Broken GTX 980M

Discussion in 'Hardware Components and Aftermarket Upgrades' started by Darker01, Nov 11, 2017.

  1. Darker01

    Darker01 Notebook Enthusiast

    Reputations:
    5
    Messages:
    17
    Likes Received:
    3
    Trophy Points:
    6
    Hello everyone.

    I made this thread with the hope that I would learn more about what caused my GTX 980M to fail after ~2 years of moderate/heavy gaming and academic use. Pictures can be found here.
    As far as I can tell, the front and back of the card looked normal. R47 and R22 had some small deformations on the surface that were a bit hard to see. I believe R22 is some sort of VRM/inductor, but I have no clue what R47 is. The power supply's tip was noticed to be discolored after the failure, but I'm not certain why it happened or how it was related to the failure.

    EDIT 1: R47 and R22 in the pictures had a resistance of about 1.5 Ohms as measured with the red Centech digital multimeter - same as the adjacent clean-looking R22.

    EDIT 2: Added picture of backplate with thermal pad to the album.
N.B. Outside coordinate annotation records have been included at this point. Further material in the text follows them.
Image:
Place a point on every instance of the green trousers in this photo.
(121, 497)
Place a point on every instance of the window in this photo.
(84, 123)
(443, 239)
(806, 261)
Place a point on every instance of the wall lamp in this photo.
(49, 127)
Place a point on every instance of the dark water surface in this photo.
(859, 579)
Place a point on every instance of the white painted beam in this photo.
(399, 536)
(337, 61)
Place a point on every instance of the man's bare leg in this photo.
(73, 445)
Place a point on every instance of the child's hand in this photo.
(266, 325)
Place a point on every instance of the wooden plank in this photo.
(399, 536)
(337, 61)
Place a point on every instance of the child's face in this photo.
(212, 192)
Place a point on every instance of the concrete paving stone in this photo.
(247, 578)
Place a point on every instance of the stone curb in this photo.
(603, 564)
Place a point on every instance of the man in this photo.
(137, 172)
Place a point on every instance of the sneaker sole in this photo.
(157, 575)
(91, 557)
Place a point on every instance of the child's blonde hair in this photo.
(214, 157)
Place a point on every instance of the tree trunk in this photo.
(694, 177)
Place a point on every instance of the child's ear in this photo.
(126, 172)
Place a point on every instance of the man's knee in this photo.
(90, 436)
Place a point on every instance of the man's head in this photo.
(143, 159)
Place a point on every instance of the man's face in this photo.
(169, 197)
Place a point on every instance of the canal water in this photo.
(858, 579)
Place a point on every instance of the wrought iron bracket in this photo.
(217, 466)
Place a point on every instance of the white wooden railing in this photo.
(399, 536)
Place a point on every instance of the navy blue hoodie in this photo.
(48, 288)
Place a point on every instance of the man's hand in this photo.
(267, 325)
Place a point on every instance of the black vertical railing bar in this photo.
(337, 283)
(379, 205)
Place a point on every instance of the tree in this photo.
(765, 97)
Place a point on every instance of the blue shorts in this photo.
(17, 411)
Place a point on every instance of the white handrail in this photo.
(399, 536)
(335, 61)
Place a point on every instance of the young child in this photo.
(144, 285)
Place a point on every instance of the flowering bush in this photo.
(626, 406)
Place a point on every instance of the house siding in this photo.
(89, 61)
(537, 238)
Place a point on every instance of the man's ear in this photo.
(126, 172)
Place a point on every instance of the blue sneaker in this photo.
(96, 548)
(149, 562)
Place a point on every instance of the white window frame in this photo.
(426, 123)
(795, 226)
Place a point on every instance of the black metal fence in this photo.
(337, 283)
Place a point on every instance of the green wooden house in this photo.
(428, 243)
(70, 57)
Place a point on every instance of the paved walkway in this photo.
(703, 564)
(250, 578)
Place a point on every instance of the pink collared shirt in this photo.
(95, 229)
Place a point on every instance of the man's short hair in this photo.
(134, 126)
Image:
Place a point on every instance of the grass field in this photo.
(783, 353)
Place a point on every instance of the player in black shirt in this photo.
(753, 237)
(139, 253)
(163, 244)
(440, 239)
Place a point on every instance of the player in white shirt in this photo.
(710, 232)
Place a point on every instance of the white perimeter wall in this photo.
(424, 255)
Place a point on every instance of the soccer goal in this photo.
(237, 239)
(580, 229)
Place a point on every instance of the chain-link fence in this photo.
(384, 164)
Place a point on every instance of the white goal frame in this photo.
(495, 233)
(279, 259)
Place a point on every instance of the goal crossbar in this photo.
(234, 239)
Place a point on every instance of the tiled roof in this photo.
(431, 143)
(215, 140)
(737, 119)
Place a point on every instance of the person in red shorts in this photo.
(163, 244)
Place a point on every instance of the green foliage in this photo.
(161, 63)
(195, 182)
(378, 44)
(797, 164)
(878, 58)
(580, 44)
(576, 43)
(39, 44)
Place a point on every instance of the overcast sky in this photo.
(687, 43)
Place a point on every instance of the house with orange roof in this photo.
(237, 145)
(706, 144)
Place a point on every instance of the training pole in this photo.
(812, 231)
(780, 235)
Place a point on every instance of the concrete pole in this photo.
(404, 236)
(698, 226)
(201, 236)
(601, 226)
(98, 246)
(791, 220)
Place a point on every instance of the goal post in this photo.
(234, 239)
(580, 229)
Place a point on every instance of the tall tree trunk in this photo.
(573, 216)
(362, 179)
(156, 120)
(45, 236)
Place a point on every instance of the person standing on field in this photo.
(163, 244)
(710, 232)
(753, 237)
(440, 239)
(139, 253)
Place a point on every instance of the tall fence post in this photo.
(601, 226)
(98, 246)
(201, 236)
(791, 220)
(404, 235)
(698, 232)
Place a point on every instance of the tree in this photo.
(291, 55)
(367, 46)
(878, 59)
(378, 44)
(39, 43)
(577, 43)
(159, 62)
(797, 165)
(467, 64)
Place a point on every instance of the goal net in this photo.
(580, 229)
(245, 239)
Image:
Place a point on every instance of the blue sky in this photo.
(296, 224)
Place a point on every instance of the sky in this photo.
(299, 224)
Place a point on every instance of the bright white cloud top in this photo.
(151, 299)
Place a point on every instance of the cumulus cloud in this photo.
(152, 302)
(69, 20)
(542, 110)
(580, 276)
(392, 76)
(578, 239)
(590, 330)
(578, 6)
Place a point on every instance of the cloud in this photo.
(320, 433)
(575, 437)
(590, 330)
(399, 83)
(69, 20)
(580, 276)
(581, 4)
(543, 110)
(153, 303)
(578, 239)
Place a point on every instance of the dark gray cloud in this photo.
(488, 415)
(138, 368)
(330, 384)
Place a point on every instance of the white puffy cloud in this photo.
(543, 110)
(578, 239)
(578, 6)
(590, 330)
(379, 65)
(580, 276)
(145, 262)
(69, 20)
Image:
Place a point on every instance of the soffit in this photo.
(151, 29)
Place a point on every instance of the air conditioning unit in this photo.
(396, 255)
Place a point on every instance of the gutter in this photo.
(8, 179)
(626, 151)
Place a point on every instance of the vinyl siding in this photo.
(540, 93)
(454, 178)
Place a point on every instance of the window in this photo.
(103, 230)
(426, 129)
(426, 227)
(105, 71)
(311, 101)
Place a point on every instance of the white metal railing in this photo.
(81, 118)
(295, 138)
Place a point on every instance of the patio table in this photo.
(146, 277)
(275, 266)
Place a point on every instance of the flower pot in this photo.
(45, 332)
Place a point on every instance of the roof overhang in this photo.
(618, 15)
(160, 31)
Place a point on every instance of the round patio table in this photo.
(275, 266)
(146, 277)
    EDIT 3: @Khenglish suggested measuring resistance across power input pins. If >2kOhm then something else other than the power FET broke. Measured 7 Ohms. Picture here.

    EDIT 4: Measured the resistances of the black capacitor between the R22 coils (core) and the 2 adjacent to the one on the right (memory). Got 9.5 Ohms for the row of 6 and 24.0 Ohms for the row of 2. Remeasured resistance across the power input pins and got 9.5 Ohms. Possible correlation between resistances of core capacitors and the short.

    EDIT 5: Row of 6 capacitor shorted to the power input pad (right one). Requested this from Texas Instrument (free with .edu email extensions) along with hot air rework station + flux + solder.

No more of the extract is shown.